Question resolved in the affirmative.

Fisheries Legislation Amendment Bill 2019

Debate resumed from 16 May 2019, on motion by Mr Gentleman:

That this bill be agreed to in principle.

MS LAWDER (Brindabella) (11.00): I rise to address the government’s Fisheries Legislation Amendment Bill 2019. I will start by making some comments about recreational fishing. Fishing is a popular and legitimate sporting and recreational activity enjoyed by a large number of Canberrans. The most recent national recreational fishing survey estimates that about 3.4 million Australians engage in recreational fishing each year, directly contributing an estimated $1.8 billion to the economy. In 2003 the Australian Bureau of Statistics estimated that the sector supported about 90,000 Australian jobs. A decade ago the annual turnover of the recreational boating industry was estimated at around $500 million, 60 per cent of which related to fishing.

Recreational fishing is a popular form of outdoor recreation enjoyed by many Australians.
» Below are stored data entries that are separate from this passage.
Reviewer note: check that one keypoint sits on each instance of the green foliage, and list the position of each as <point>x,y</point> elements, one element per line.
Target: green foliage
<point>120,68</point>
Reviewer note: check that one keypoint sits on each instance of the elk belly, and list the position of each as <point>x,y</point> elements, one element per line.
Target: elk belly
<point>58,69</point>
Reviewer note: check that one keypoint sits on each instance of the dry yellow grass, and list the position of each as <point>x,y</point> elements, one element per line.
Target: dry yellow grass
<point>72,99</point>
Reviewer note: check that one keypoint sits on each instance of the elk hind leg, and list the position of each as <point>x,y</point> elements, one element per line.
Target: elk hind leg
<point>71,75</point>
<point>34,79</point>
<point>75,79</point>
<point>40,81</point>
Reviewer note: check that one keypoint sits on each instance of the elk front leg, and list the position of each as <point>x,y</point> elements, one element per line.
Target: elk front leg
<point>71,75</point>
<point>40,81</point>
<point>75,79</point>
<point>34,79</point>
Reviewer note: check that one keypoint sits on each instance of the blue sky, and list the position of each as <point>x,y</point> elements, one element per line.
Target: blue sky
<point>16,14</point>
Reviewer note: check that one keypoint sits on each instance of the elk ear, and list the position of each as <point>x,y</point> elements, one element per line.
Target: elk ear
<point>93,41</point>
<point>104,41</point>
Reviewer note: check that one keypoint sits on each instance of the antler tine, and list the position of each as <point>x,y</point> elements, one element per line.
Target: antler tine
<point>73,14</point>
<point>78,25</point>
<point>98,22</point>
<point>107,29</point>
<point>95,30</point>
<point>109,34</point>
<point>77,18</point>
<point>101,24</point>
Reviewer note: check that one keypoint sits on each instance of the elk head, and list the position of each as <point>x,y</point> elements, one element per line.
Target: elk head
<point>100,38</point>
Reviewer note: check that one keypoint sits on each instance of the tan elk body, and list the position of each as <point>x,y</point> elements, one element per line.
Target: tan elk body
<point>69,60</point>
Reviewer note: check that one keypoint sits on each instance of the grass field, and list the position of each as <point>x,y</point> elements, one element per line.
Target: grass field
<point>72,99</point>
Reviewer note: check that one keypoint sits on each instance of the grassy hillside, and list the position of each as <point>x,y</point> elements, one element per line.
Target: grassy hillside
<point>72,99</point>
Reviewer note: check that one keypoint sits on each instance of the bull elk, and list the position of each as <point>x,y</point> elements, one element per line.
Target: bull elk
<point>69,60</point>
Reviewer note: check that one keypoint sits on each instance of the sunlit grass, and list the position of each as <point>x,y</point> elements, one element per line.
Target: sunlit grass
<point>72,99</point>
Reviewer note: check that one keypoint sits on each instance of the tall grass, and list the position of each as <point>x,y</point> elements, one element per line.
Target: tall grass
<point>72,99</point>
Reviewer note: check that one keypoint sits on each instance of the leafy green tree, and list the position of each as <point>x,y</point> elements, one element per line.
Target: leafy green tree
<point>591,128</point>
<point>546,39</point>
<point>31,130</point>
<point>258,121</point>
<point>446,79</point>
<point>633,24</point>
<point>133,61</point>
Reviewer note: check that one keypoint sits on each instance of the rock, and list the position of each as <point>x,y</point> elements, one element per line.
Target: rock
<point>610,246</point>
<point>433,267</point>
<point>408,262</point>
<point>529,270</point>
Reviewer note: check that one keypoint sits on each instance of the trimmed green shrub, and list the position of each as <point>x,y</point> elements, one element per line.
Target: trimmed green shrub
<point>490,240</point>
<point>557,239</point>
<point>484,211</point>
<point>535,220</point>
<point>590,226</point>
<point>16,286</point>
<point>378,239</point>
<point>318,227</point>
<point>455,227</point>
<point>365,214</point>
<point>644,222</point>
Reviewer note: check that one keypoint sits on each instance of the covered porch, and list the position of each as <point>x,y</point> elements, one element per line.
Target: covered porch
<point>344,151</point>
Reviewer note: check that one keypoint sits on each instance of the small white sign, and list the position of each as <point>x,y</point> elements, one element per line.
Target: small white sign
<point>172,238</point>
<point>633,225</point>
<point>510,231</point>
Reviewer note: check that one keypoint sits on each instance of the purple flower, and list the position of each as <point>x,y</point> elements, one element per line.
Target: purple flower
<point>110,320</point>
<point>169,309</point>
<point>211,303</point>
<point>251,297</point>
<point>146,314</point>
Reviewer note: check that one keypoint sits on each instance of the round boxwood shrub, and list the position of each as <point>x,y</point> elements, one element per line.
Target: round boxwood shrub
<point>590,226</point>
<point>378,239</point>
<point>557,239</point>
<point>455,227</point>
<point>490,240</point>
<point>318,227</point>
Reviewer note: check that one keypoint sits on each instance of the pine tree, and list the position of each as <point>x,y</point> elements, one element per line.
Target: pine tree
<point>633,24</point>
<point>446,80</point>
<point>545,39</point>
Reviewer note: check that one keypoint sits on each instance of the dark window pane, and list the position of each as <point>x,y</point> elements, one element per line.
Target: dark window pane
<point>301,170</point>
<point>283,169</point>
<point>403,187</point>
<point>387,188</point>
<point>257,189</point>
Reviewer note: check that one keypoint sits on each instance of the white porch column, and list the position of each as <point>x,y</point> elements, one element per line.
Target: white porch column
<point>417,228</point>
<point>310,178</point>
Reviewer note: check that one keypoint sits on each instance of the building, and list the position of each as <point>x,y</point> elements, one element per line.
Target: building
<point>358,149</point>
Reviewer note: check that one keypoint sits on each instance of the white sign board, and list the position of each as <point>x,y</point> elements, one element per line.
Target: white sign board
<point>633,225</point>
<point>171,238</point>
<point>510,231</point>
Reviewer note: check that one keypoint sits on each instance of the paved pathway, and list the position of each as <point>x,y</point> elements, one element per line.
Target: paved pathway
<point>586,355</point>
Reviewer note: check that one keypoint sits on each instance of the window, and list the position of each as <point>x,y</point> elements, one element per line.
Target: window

About 25 per cent of Australian households have at least one member who participates in recreational fishing. On average, each of these households contains two recreational fishers. Recreational fishing is one of the few forms of nature-based recreation that can be enjoyed throughout childhood, adolescence, adulthood and well into the senior years. It can be enjoyed by people of many cultures and people with a range of abilities. It can be done on your own or in social groups. It can be enjoyed simply by walking down to your local pond or stream or as more of an expedition to a far-flung exotic destination.

Recreational fishing is popular and it contributes economic and social benefits to the Australian economy particularly in regional areas, and Canberra is no exception. It is not easy to get accurate figures on the number of fishers in the ACT since much of the focus of ACT fishers is outside the ACT, including Googong Dam. But one recent piece of data on recreational fishing aggregates ACT data with New South Wales data. The New South Wales Department of Primary Industries conducted a recreational fishing survey in 2013-14, which estimated that 849,249 New South Wales and ACT residents participated in fishing in the previous 12 months, a participation rate of 12 per cent.

More males than females fished, with the male participation rate at 17 per cent compared with seven per cent for females. Females were more likely to fish as part of a larger social group. The highest number of fishers were between 30 and 44 years of age, but the highest participation rate of any age group was 20 per cent for five to 14-year-olds.